IMAX theaters aren’t as abundant as their traditional counterpart, considering that the tech specs of the screen read something like seven stories tall and wider than a football field. But, ladies and gentlemen, it is more than worth the extra effort it takes to seek out such a theater. The totally immersive nature of an IMAX means that the sound, picture and mind-fuck created by the format puts you into the film in a way normal theaters simply can’t.
For example, when viewed at the Meteron IMAX, the most recent Star Trek was a ridiculous orgasm for the senses, but the release of this film also raised a critique of mainstream IMAX distribution: it seems that many cinema chains have been transforming traditional venues into “fake” IMAX theaters that are not up to IMAX specs.

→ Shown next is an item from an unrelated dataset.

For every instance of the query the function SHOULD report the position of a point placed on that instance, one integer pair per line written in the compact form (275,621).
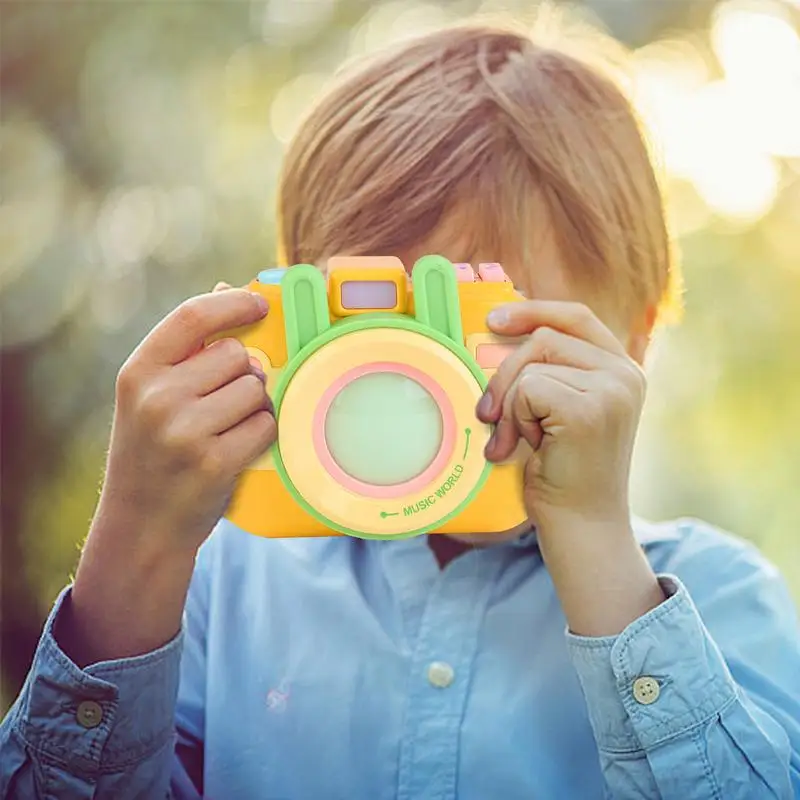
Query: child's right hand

Avoid those theaters! Stick with venues like the Meteron, where their IMAX screen is properly (and mind-blowingly) adherent to the same IMAX tech specs you’ll see in museums and science centers.
Night at the Museum was and Tranformers 2 will be released in IMAX theaters the same day (normally) as their by-the-numbers counterparts. If you’re going to go to the trouble to see a nutty blockbuster, spending 5 bucks extra to see it on not just the big screen but the really, really, really, big screen seems like a bargain.